C. In VirtualBox versions before 6.1.42 and 7.0.6, configuring USB port numbers greater than 9 need special considerations.
(See
viewtopic.php?f=6&t=108063 credit to 'fantinel' and 'fth0' for discovering and developing a workaround for this situation.)
When you enter a USB port number in the Port field of a USB Device Filter, the number is erroneously interpreted as a hexadecimal number. This creates a problem for port numbers greater than 9. For example, if you enter the digits "10", the filter will match port 16, because the hexadecimal number "10" equals the decimal number "16". Because the Port field only accepts digits, and the decimal numbers from 10 to 15 are equivalent to the hexadecimal numbers "a" to "f", you cannot create a filter to match those port numbers. As a workaround, you can manually edit the VM's .vbox file to enter the hexadecimal value for the greater-than-9 port number:
- Make a USB filter in the VM with a temporary 0-9 regular port number, to get the XML for the filter recorded in the VM's .vbox file.
- Restart the host so no Virtualbox processes are running. (The background VboxSVC service must not be running when manually editing a .vbox file.)
- Open the VM's .vbox file in a text editor. (Linux-like hosts should be able to use any text editor; for Windows hosts, Wordpad works well instead of Notepad.)
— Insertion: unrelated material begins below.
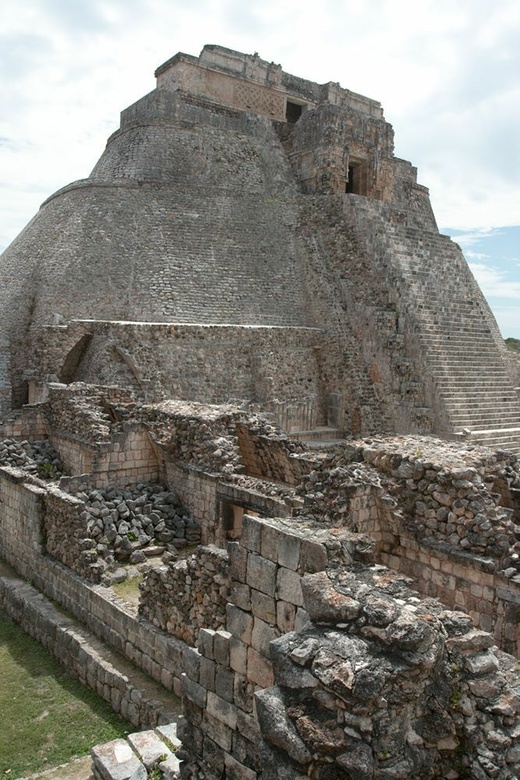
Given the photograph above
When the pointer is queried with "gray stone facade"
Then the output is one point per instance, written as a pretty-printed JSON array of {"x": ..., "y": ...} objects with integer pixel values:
[{"x": 249, "y": 234}]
Find the XML section for the USB filter:
Code: Select all
<USB>
<Controllers>
...
</Controllers>
<DeviceFilters>
<DeviceFilter name="Filter Name" active="true" vendorId="xxxx" productId="yyyy" port="000#" remote="0"/>
</DeviceFilters>
</USB>
You're looking for the port="000#", where # is the single digit you entered.
- Change the "000#" to the hexadecimal letter for the 10-or-above port number you need:
- 10: 000a
- 11: 000b
- 12: 000c
- 13: 000d
- 14: 000e
- 15: 000f
- port numbers above 16 are untested, but 16 could be 0010, 27 would be 001b, etc...
- Save the .vbox file as text only.
- Start Virtualbox, and check that the hexadecimal value for the port number shows in the USB filter.